Kristi Kates - May 9th, 2011
The Cars - Move Like This - Hear Music
Back after nearly a quarter-century out of the loop as a band, ‘80s hipsters The Cars reconfigure their jittery, poppy brand of new wave into a slightly more modernized set that’s still just retro enough to bring back their old fans while most likely snagging a few new ones, as well.

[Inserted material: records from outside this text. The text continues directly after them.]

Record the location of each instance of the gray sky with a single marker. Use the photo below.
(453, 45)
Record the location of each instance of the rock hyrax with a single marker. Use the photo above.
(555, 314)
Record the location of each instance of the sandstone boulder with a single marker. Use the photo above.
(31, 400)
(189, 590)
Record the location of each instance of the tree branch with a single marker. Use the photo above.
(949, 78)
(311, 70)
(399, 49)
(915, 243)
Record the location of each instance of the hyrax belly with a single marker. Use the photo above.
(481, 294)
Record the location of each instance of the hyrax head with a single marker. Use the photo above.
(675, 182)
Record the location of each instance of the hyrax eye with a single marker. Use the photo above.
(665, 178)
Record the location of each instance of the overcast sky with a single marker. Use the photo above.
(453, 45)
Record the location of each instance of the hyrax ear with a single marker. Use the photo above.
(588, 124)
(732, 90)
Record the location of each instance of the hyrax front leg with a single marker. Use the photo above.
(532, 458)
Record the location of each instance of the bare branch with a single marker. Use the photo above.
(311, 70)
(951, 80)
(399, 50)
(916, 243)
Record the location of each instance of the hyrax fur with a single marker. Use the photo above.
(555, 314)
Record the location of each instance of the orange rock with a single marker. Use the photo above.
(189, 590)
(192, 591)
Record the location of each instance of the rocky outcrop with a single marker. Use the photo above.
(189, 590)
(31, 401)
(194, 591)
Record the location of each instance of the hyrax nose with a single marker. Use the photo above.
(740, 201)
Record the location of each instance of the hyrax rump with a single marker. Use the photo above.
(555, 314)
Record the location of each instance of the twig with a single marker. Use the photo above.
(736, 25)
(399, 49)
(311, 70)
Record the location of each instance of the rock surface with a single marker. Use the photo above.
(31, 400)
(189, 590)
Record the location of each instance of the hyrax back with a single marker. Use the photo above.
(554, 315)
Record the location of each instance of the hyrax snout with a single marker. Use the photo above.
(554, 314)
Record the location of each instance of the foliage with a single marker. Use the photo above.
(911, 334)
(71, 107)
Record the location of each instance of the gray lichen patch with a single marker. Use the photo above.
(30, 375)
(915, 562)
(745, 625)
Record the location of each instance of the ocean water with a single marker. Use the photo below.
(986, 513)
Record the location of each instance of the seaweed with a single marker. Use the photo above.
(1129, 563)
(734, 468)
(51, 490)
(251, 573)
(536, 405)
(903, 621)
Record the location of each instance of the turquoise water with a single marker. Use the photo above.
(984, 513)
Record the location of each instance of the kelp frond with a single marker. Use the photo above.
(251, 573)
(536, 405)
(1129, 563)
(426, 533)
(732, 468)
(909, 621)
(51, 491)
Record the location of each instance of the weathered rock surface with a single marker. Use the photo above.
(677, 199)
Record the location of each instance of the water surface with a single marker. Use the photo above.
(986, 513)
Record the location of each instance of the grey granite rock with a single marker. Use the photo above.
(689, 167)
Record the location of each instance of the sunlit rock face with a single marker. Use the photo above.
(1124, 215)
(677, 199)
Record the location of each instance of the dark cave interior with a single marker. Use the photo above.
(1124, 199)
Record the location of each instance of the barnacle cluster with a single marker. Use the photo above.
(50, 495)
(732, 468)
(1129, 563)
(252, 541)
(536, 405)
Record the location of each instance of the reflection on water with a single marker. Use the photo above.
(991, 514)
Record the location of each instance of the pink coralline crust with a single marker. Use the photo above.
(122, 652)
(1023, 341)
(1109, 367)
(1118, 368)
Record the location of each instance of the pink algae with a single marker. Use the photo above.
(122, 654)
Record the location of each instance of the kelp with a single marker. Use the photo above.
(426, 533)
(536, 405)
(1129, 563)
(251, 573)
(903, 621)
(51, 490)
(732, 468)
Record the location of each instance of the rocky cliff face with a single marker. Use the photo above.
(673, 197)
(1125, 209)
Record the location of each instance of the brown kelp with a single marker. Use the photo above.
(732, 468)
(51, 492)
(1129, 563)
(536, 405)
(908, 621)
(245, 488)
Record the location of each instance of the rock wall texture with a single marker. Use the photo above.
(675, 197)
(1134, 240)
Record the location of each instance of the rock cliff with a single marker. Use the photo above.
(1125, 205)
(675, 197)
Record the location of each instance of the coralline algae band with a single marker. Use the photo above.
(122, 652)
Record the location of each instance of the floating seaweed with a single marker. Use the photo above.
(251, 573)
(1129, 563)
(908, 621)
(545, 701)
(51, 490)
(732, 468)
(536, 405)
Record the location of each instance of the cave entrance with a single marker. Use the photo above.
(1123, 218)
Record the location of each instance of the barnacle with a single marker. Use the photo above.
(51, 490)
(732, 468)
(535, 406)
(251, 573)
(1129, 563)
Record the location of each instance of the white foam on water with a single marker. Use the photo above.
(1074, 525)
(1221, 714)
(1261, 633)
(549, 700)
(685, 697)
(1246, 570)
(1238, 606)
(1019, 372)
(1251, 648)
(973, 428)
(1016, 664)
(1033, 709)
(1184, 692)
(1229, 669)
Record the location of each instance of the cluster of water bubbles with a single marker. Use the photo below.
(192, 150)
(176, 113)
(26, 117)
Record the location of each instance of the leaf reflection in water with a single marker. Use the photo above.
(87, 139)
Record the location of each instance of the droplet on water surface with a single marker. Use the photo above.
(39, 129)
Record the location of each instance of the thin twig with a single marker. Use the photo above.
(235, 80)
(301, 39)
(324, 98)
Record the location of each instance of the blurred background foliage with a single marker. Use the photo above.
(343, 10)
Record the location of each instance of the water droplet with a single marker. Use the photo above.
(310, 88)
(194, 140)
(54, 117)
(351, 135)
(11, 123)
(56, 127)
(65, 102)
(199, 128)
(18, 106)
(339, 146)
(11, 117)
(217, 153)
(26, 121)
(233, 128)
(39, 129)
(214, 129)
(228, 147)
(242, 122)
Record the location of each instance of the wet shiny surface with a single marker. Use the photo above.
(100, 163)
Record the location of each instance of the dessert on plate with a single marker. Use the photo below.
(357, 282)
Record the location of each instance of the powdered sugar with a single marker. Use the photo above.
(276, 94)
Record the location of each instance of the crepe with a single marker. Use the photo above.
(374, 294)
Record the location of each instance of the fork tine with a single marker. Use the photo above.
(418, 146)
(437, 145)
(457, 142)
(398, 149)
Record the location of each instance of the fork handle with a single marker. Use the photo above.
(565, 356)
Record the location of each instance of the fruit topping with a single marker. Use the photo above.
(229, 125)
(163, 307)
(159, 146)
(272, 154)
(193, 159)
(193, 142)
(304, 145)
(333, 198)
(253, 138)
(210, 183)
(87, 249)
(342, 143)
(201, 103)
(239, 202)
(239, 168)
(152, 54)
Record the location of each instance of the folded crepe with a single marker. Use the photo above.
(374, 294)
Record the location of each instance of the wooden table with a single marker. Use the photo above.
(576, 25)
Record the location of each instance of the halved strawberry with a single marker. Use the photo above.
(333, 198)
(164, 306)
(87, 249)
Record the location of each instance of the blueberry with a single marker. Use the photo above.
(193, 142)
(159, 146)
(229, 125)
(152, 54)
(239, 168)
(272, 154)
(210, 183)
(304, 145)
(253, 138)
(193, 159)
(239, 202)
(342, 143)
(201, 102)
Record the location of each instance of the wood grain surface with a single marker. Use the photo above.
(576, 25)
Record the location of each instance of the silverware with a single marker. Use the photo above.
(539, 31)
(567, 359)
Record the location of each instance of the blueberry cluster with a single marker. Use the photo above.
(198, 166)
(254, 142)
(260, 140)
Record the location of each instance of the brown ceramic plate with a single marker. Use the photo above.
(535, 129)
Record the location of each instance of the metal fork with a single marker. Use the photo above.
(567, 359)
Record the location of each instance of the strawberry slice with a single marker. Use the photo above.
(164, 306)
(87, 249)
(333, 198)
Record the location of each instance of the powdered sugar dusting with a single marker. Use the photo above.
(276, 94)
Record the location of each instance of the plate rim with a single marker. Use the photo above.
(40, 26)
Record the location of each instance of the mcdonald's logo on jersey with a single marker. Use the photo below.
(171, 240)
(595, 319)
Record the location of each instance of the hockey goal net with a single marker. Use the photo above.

The synths, jagged guitars, and distinctive Ric Ocasek vocals are all present and ready to be called to order within a series of well-constructed pop songs reminiscent of Devo, Talking Heads, and, well, The Cars of yesteryear. “Sad Song” debuts first with its accompanying Rene-Magritte-meets-the-’80s video; production by Jacknife Lee adds consistancy.
 


Stevie Nicks - In Your Dreams - Reprise
Written and tracked at Nicks’ own home in L.A. with co-production by Alanis Morrisette cohort Glen Ballard and Eurythmic Dave Stewart, Nicks’ latest is notable in that her voice and songwriting are perhaps the only two consistent elements that pull all of these tracks together to make a recognizable Stevie Nicks album. It’s interesting and admirable that at this point in her career, Nicks chose to do quite a bit of sound experimenting, and it works for the most part, from the synths on “Everybody Loves You” to the wall of guitars on “Ghosts Are Gone,” the string-graced “Italian Summer,” and the Americana-seasoned “Cheaper Than Free.”
 


Matthew Morrison - Matthew Morrison - Island
Gleeksters will recognize the charismatic Morrison from his role as teacher Will on the hugely popular TV series Glee. Others, however, may not find this album compelling enough to further seek out the actor/singer (Morrison actually had a ton of Broadway experience before being cast on the television show.) While Morrison has a pleasant enough singing voice, and collaborated with the likes of producer Espionage and guest performers Gwyneth Paltrow and Elton John, his own performances are somewhat tepid; lead single “Summer Rain” sets the vanilla tone by being reminiscent of a late-night infomercial “Romantic Pop Hits” album.
 

Jennifer Lopez - Love? - Island
J-Lo may be a multi-tasking performer, with her singing, acting, producer, fashionista, and American Idol judge roles all woven together; but perhaps she’s trying to focus on too many things at once to the detriment of some. Lopez’ latest album, while sure to be a sensation at the clubs, simply doesn’t have enough weight to make much of an impression elsewhere, nor are the tracks forward enough to sit beside more modern artists, and even the heavy production can’t disguise her thin voice. “On the Floor” and “Hypnotico” are, again, at least suitable for the dance floor, but the rest are tracks that will likely be forgotten a year from now.